A única certeza em comum que temos nesta vida é a de que um
dia morreremos. E o acometimento de pessoas que amamos por doenças fatais
mostra-se tão angustiante não apenas pelas perdas irreparáveis em que implica, mas também pelo que representa de reiteração da lembrança do tempo limitado
que temos para viver.
Quando pensamos a morte não a desejamos cercados de
instrumentos no ambiente frio de um hospital, medicados por gente que
desconhecíamos e que nos tratam com profissional indulgência. Pensamos a morte
em casa, entre amigos e pessoas que sabemos desejar nossa companhia.
O Medicaid, a agência de assistência à saúde dos Estados Unidos
fez um estudo em 2010 para saber que circunstâncias as pessoas desejavam para
a sua morte. Descobriram que nada menos de 70% delas tinham o desejo de
morrer em sua própria cama, mesmo que ladeados por um único animal de estimação.
O dado, entretanto, chocava-se com uma estatística bastante
diversa: a de que igual número de americanos morria em hospitais e não em casa.

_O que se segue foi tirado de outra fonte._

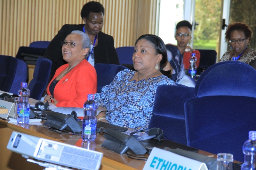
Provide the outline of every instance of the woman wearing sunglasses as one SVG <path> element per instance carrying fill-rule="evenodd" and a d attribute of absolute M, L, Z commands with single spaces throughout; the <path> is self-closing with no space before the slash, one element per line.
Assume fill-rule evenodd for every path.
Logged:
<path fill-rule="evenodd" d="M 252 35 L 249 26 L 244 23 L 234 23 L 228 25 L 225 34 L 232 50 L 225 53 L 220 61 L 239 61 L 256 69 L 256 51 L 247 47 Z"/>
<path fill-rule="evenodd" d="M 176 32 L 174 37 L 177 41 L 177 46 L 175 46 L 179 50 L 183 60 L 184 71 L 185 74 L 188 73 L 189 67 L 189 59 L 191 57 L 192 53 L 196 53 L 196 56 L 197 59 L 196 67 L 198 67 L 200 60 L 200 52 L 196 50 L 192 49 L 188 45 L 189 41 L 192 37 L 191 36 L 191 30 L 192 25 L 187 21 L 183 20 L 180 21 L 176 25 Z M 173 46 L 172 44 L 168 45 Z M 169 61 L 172 59 L 172 56 L 168 56 Z"/>
<path fill-rule="evenodd" d="M 87 95 L 96 93 L 97 89 L 96 71 L 85 60 L 90 51 L 91 40 L 85 33 L 76 30 L 59 43 L 62 58 L 68 63 L 56 70 L 44 102 L 57 107 L 83 107 Z"/>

Constatou-se uma realidade oposta àquela pretendida pelo respondente das
pesquisas. Não havia conforto nem reconforto ao se morrer, muito embora fosse
isso que as pessoas mais desejassem.
A pesquisa permitiu descobrir que a causa desse descompasso
era a existência de uma espécie de tabu em torno do tema. As pessoas não
comunicavam umas às outras esse drama comum pelo simples motivo de que
abordá-lo seria desagradável. E o que era tabu em plena saúde assim o
permanecia quando sobrevinha a doença, com o hospital transformado em lugar
de despedida daquele que partia.
A situação, que não diferente no Brasil, tem implicações não
apenas humanitárias. Morrer no ambiente frio de um hospital, de maneira higiênica
e discreta envolve custos consideráveis para o sistema de saúde. Manter um
doente terminal internado por 2 ou 3 meses em hospitais, muitas vezes em UTIs,
possui custos elevadíssimos para toda a sociedade.

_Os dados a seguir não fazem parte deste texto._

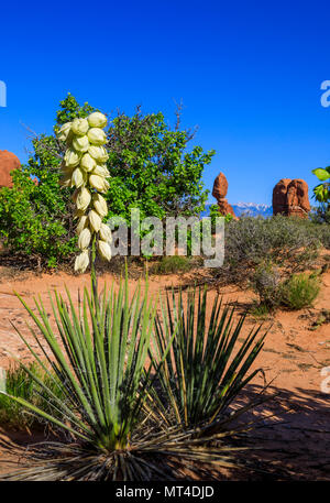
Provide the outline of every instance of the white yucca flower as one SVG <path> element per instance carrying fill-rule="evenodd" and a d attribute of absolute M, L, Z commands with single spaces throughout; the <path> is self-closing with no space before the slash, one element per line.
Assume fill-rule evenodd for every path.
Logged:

Só nos Estados Unidos, onde dados desse tipo estão
disponíveis, 25% das verbas do sistema de saúde são destinadas a
apenas 5% de doentes nesse estágio. Investigações clinicas ainda revelam que o tempo de vida de doentes terminais é significativamente reduzido em razão dos
estresse emocional decorrente de longos período de internação e distanciamento familiar. O mesmo estudo mostrou que a simples iniciativa de dialogo poderia reduzir em 36% as despesas com doenças progressivas no país.
Como reverter uma situação dessa natureza em que a
ausência de uma conversa franca parece estar na origem? A
resposta não pode ser outra senão a desinterditar o tema de modo a retirar o véu de constrangimento que o
envolve, transformando sua discussão em matéria de políticas públicas de saúde.
Ao Estado competiria, por meio de fóruns apropriados e
instâncias de escuta e participação da sociedade, a iniciativa franquear esse debate a fim de
tornar possível a manifestação e o registro formal do desejo de morte em ambiente familiar, sem que haja, naturalmente, o risco de desassistência. Para tanto, aos serviços de saúde caberia o papel de
assegurar os meios materiais indispensáveis a uma
assistência final adequada àqueles que optassem pela iniciativa de cuidados em
casa.
Os serviços de saúde vêem há algum tempo se encaminhando
nessa direção sem que seja dado, no entanto, o passo decisivo de oferecer aos cidadãos essa opção
pessoalmente mais humana e socialmente mais responsável de lidar com a própria morte.
Mais, essa
iniciativa apenas poderia ser gerida em escala local, com os serviços de saúde municipais
cadastrando e orientando a prestação de serviços especiais àqueles que por eles optassem. Nada muito diferente do que se faz hoje com a doação de órgãos.